Baltic stocks still attractive

  • 2005-10-26
  • From wire reports
TALLINN - Kaidi Oone, board member of the Tallinn Stock Exchange, has said that there's been no discernable decline in foreign portfolio investors' interest in Baltic stock exchanges despite the much-discussed exit of Hansabank earlier this year.


On the supply side, he said more and more Baltic companies were showing an interest in acquiring a public listing.

"I cannot forecast the number or time of new listings, but the tendency in recent years has shown that interest in listing on the Tallinn Stock Exchange has been growing among companies," Oone told the Baltic News Service.

Oone declined to say which companies were mulling over a listing. "It can take up to two years from the moment a company makes its decision on listing on the stock exchange to actual quotation," she stressed.

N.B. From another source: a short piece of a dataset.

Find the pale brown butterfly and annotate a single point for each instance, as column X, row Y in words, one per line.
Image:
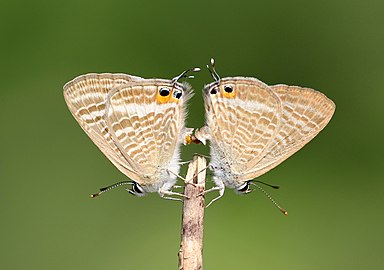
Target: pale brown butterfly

Blue-chip newcomers to the market this year were Starman and Tallinn Water, and speculation is rife that Tallink could soon go public. "We will comment on such issues when the time is ripe for it, when all the processes have come to the required point," Oone said when asked about Tallink.

She stressed that for foreign investors the Tallinn Stock Exchange was not as important as the Baltic market as a whole, thus giving impetus to the three stock exchanges to integrate more closely.

Oone admitted that trade has become the most active on Vilnius' stock exchange, but said that was due to the relatively high number of listed Lithuanian companies 's 49 's which compares to 14 in Tallinn.